When you 3D print objects that have overhangs, supports are traditionally added to the print before the build begins, because the overhangs are not supported by anything below and your print will very likely be unsuccessful. But a lot of research has gone into finding a way to print parts with overhangs without having to rely on supports: it’s time-consuming to remove them, and, in the end, all you have is a lot of wasted material. A pair of researchers from Penn State have developed a faster, more efficient way to print these kinds of parts without having to use as many supports. The doctoral candidates, Xinyi Xiaoa and Sanjay Joshi, recently published a paper on their work, titled “Process planning for five-axis support free additive manufacturing.”
The abstract states, “Traditionally Additive Manufacturing (AM) is a two-dimensional layer-by-layer material deposition process which requires building the support structures along with the build of the desired model. Removal of the support structures is costly and time-consuming, especially for metal parts. Using a five-axis deposition machine has the potential to build structures without the need for supports.
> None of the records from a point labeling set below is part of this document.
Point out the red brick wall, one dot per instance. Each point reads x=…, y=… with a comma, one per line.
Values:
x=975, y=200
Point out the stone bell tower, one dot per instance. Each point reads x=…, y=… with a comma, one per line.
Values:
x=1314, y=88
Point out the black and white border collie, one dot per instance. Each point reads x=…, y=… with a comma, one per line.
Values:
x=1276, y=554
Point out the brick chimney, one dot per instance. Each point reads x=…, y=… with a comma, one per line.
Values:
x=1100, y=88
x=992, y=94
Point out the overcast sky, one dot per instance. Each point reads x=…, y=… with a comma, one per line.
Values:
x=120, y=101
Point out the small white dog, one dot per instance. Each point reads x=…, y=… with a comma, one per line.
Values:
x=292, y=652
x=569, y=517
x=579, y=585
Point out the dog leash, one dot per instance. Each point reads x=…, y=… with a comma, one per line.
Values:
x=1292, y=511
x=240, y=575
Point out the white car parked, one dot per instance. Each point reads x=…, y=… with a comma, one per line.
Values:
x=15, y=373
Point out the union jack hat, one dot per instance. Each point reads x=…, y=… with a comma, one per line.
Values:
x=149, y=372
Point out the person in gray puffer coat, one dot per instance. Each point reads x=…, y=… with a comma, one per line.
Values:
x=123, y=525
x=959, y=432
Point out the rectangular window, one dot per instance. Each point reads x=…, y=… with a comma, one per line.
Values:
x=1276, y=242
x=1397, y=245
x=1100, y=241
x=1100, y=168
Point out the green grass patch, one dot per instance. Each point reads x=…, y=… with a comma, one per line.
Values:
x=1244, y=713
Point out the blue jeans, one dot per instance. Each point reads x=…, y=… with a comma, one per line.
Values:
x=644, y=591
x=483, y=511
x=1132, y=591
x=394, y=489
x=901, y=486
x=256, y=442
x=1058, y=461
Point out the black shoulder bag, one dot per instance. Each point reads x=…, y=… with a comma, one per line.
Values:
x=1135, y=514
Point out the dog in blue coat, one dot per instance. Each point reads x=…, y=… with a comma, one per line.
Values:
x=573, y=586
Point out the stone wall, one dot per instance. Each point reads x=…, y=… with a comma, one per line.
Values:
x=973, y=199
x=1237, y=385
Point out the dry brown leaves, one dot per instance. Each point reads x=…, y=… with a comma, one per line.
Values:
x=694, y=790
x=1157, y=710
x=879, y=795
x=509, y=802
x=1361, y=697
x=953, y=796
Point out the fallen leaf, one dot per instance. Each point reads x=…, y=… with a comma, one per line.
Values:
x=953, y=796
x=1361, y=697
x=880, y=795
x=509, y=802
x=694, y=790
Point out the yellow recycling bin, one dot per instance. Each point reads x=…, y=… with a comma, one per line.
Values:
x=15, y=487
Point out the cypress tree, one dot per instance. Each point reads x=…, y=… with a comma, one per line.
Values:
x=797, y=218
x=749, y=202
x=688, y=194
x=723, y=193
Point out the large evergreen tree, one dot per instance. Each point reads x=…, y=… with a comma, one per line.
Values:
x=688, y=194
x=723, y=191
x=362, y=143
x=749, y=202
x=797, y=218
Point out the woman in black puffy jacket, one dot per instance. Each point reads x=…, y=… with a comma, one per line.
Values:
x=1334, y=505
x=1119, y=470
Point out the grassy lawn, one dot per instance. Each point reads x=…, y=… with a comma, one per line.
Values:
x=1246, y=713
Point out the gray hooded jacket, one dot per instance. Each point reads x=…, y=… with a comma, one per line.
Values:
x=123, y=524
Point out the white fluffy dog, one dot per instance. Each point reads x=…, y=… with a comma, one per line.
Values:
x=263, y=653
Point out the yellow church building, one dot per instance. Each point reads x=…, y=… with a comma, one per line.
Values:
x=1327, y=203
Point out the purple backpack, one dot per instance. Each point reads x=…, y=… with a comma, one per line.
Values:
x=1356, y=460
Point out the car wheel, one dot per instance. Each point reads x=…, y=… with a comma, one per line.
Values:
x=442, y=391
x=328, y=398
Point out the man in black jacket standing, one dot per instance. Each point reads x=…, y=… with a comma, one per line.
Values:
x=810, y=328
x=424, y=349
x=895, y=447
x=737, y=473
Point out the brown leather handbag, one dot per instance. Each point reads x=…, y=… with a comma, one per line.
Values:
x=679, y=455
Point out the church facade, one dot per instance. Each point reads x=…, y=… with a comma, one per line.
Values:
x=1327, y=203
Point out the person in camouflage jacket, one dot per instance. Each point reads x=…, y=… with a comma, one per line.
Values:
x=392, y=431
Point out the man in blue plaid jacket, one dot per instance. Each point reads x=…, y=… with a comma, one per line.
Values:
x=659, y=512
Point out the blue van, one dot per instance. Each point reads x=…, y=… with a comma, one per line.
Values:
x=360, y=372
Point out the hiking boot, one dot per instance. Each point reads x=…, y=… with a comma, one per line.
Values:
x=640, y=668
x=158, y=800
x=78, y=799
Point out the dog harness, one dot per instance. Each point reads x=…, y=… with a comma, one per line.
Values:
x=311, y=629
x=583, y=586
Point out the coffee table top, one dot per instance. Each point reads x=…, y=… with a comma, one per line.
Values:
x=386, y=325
However, there is a lack of automated process planning software to support the full use of five-axis machines. This paper introduces an automated method that allows reorienting the part during the build using a five-axis machine. The reorientations still allow the part to be built using traditional planar deposition but without the use of supports. This requires that the part be decomposed into sub volumes, such that each sub volume has its build direction and can be built with planar layers without support structures. This paper presents algorithms to determine the sub-volumes, their orientations, and sequence, which form the major components of the process plan for manufacturing. The process plan is generated by sequencing the decomposed volumes while ensuring a lack of local collision with previously deposited volumes. An added benefit of this automated process is the ability to evaluate the feasibility of building the part in a support free manner. This can provide feedback to the designer on the support free manufacturability of the part. Examples illustrating the methodology and establishing the viability of the decomposition strategy are presented to verify the effectiveness of the algorithms.”
Their idea is a 3D printer that uses either an extrusion arm or a movable build plate to turn the part in different directions in 3D space while they’re being printed; this essentially makes every surface “flat” during extrusion. By adding an additional axis to the printer, the build process becomes more efficient, and wastes less material since supports aren’t needed.
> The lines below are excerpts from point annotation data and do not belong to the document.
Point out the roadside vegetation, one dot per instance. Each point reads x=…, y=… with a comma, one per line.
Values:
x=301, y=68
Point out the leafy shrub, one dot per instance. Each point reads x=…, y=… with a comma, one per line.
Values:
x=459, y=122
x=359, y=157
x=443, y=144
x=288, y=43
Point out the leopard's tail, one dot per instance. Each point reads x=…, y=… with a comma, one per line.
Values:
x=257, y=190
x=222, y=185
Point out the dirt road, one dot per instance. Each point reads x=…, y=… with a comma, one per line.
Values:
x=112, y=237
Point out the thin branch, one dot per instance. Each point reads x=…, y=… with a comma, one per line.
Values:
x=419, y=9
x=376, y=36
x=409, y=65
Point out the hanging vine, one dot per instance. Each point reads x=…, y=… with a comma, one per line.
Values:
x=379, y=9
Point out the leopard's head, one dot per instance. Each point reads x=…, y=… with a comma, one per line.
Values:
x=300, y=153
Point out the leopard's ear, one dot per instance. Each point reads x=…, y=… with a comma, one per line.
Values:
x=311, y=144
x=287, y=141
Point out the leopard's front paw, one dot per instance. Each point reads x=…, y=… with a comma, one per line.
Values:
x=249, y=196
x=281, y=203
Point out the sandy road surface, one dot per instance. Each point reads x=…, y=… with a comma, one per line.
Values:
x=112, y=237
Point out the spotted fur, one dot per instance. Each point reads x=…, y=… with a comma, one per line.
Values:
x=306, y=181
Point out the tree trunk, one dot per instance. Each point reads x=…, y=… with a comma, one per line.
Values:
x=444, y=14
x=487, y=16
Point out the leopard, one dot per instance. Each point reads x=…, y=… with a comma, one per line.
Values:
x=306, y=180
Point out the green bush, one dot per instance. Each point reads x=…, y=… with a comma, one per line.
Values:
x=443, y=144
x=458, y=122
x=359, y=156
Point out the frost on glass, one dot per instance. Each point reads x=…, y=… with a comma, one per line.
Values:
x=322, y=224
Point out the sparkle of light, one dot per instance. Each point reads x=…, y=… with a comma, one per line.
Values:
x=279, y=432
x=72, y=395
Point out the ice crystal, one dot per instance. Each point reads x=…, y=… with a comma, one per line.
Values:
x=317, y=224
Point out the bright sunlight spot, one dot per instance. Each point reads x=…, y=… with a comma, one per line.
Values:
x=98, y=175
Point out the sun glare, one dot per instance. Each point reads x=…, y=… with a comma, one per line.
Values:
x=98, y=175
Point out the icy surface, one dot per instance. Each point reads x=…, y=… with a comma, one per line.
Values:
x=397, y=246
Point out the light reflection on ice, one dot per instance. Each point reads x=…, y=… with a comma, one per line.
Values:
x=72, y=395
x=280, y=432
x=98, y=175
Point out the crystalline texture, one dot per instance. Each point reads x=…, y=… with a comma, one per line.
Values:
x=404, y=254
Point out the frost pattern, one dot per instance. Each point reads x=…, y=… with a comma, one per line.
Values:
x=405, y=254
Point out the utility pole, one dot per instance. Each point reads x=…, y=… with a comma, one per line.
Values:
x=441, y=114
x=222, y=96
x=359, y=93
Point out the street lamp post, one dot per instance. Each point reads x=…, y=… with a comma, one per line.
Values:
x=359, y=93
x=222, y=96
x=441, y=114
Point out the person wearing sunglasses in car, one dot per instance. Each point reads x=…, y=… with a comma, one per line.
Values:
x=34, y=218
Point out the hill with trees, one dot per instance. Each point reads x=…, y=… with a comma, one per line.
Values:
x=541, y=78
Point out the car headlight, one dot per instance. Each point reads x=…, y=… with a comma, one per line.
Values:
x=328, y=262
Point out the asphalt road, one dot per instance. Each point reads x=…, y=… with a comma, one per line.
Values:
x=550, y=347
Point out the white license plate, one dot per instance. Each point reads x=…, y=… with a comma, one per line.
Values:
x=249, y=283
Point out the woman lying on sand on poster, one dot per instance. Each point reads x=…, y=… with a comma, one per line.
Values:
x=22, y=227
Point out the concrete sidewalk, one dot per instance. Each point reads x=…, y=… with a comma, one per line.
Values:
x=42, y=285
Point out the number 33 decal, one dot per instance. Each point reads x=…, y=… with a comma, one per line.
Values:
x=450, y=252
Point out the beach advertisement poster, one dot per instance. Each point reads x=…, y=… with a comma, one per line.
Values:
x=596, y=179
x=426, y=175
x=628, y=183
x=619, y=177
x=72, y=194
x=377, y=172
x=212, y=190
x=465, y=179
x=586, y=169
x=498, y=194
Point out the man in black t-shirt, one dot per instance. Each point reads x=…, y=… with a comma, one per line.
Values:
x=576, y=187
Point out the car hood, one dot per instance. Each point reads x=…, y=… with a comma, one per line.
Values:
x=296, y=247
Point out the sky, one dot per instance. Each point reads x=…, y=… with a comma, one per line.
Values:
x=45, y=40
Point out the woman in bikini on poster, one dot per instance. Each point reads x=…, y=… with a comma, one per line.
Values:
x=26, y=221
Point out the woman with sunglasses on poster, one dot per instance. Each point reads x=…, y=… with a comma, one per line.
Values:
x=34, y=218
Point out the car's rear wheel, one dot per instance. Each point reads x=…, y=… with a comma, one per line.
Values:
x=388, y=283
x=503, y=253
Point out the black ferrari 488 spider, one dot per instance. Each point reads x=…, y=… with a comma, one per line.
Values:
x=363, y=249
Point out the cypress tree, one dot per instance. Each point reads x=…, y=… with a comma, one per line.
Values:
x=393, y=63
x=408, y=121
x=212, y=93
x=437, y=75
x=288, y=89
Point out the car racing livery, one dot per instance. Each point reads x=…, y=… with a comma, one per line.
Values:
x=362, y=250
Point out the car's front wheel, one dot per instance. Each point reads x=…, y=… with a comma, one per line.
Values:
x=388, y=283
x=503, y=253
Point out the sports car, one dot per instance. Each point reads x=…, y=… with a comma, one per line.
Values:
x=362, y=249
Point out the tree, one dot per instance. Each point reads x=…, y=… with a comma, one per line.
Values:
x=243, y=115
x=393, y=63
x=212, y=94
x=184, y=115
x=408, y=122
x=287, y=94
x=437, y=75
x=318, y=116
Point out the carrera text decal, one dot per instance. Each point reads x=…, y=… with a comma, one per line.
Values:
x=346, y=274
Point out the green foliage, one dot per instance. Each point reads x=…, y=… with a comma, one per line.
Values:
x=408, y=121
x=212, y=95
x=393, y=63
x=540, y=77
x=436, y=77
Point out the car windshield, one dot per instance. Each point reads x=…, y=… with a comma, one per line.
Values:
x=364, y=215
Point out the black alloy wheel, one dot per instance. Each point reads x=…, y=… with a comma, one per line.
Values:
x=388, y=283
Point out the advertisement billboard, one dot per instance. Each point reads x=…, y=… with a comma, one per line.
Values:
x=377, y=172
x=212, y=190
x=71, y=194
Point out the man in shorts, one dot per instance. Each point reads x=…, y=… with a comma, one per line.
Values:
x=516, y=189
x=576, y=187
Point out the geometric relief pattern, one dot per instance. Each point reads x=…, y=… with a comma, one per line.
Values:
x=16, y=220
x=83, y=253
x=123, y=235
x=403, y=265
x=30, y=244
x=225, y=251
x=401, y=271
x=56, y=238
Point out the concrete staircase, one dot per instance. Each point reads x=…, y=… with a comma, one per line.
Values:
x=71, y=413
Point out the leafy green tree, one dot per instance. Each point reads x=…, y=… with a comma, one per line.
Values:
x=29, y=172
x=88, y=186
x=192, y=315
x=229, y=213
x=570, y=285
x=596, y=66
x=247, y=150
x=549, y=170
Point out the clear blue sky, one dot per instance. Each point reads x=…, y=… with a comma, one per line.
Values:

The researchers wrote, “Removal of the support structures is costly and time-consuming, especially for metal parts.
“Using a five-axis deposition machine has the potential to build structures without the need for supports. However, there is a lack of automated process planning software to support the full use of five-axis machines. [We introduce] an automated method that allows reorienting the part during the build using a five-axis machine.”
The focus is on a new predictive print preparation model, which speeds up the process of preparing objects to be printed on a five-axis system. It works by cutting models into separate pieces, each of which is printed on a different axis. Take a look at the 3D printed rabbit above: the feet are on one axis, while the tail is another, the torso is a third, and the ears are another axis. Using the Penn State research team’s process, the amount of support material can be majorly reduced, and even totally removed.
Unfortunately, you aren’t likely to find a lot of 5-axis 3D printers available for purchase that come in a desktop or even professional size, so you’ll still have to slog through removing your support materials. But this is definitely a step in the right direction.
“Large metal components, using traditional additive manufacturing, can take days and waste lots of materials by using support structures. Additive manufacturing is very powerful, and it can make a lot of things due to its flexibility; however, it also has its disadvantages,” the researchers concluded. “There is still more work to do.”